[pve-docs.git] / pvecm.adoc

ifdef::manvolnum[]
PVE({manvolnum})
================
include::attributes.txt[]

NAME
----

pvecm - Proxmox VE Cluster Manager

SYNOPSYS
--------

include::pvecm.1-synopsis.adoc[]

DESCRIPTION
-----------
endif::manvolnum[]

ifndef::manvolnum[]
Cluster Manager
===============
include::attributes.txt[]
endif::manvolnum[]

The {PVE} cluster manager 'pvecm' is a tool to create a group of
physical servers. Such group is called a *cluster*. We use the
http://www.corosync.org[Corosync Cluster Engine] for reliable group
communication, and such cluster can consists of up to 32 physical nodes
(probably more, dependent on network latency).

'pvecm' can be used to create a new cluster, join nodes to a cluster,
leave the cluster, get status information and do various other cluster
related tasks. The Proxmox Cluster file system (pmxcfs) is used to
transparently distribute the cluster configuration to all cluster
nodes.

Grouping nodes into a cluster has the following advantages:

* Centralized, web based management

* Multi-master clusters: Each node can do all management task

* Proxmox Cluster file system (pmxcfs): Database-driven file system
  for storing configuration files, replicated in real-time on all
  nodes using corosync.

* Easy migration of Virtual Machines and Containers between physical
  hosts

* Fast deployment

* Cluster-wide services like firewall and HA


Requirements
------------

* All nodes must be in the same network as corosync uses IP Multicast
 to communicate between nodes (also see
 http://www.corosync.org[Corosync Cluster Engine]). Corosync uses UDP
 ports 5404 and 5405 for cluster communication.
+
NOTE: Some switches do not support IP multicast by default and must be
manually enabled first.

* Date and time have to be synchronized.

* SSH tunnel on TCP port 22 between nodes is used. 

* If you are interested in High Availability, you need to have at
  least three nodes for reliable quorum. All nodes should have the
  same version.

* We recommend a dedicated NIC for the cluster traffic, especially if
  you use shared storage.

NOTE: It is not possible to mix Proxmox VE 3.x and earlier with
Proxmox VE 4.0 cluster nodes.


Preparing Nodes
---------------

First, install {PVE} on all nodes. Make sure that each node is
installed with the final hostname and IP configuration. Changing the
hostname and IP is not possible after cluster creation.

Currently the cluster creation has to be done on the console, so you
need to login via 'ssh'.

Create the Cluster
------------------

Login via 'ssh' to the first Proxmox VE node. Use a unique name for
your cluster. This name cannot be changed later.
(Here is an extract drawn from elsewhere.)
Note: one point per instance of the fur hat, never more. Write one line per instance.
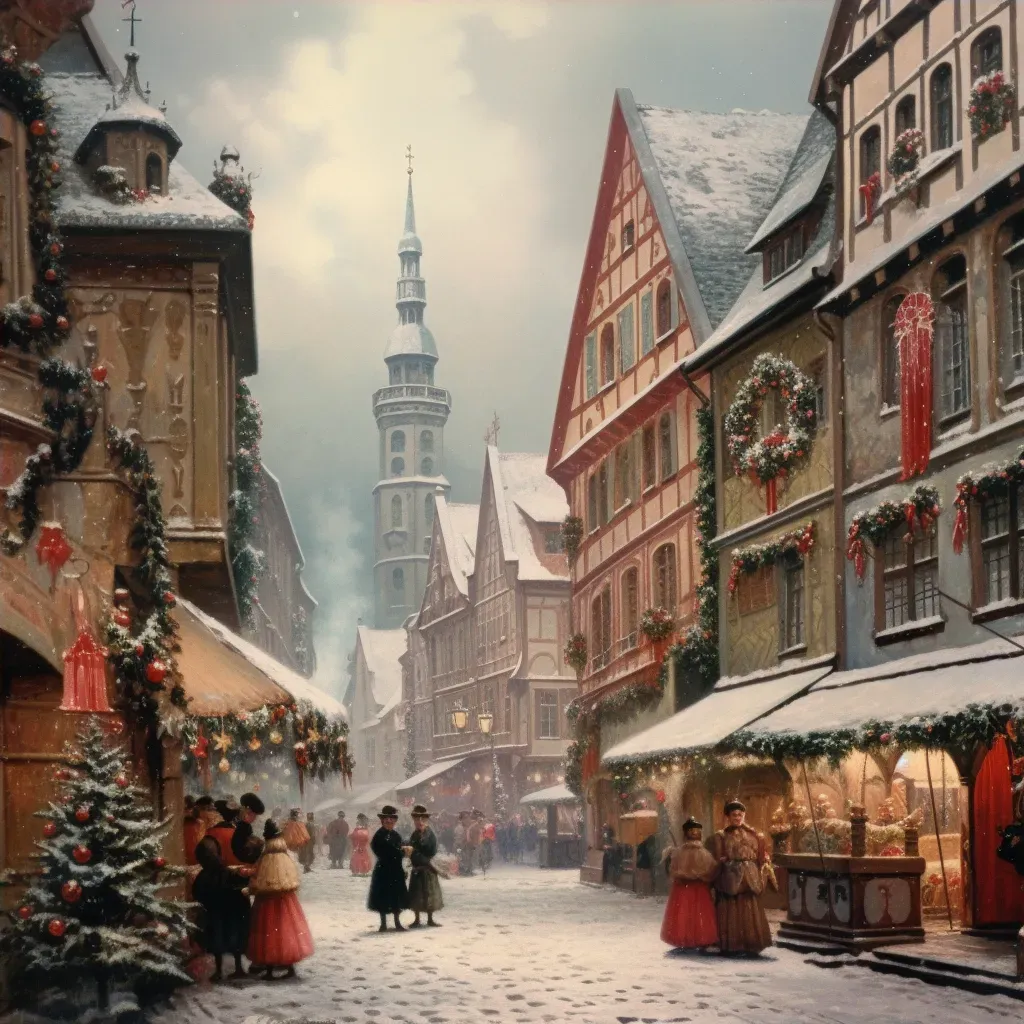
(252, 803)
 hp1# pvecm create YOUR-CLUSTER-NAME

CAUTION: The cluster name is used to compute the default multicast
address. Please use unique cluster names if you run more than one
cluster inside your network.

To check the state of your cluster use:

 hp1# pvecm status


Adding Nodes to the Cluster
---------------------------

Login via 'ssh' to the node you want to add.

 hp2# pvecm add IP-ADDRESS-CLUSTER

For `IP-ADDRESS-CLUSTER` use the IP from an existing cluster node.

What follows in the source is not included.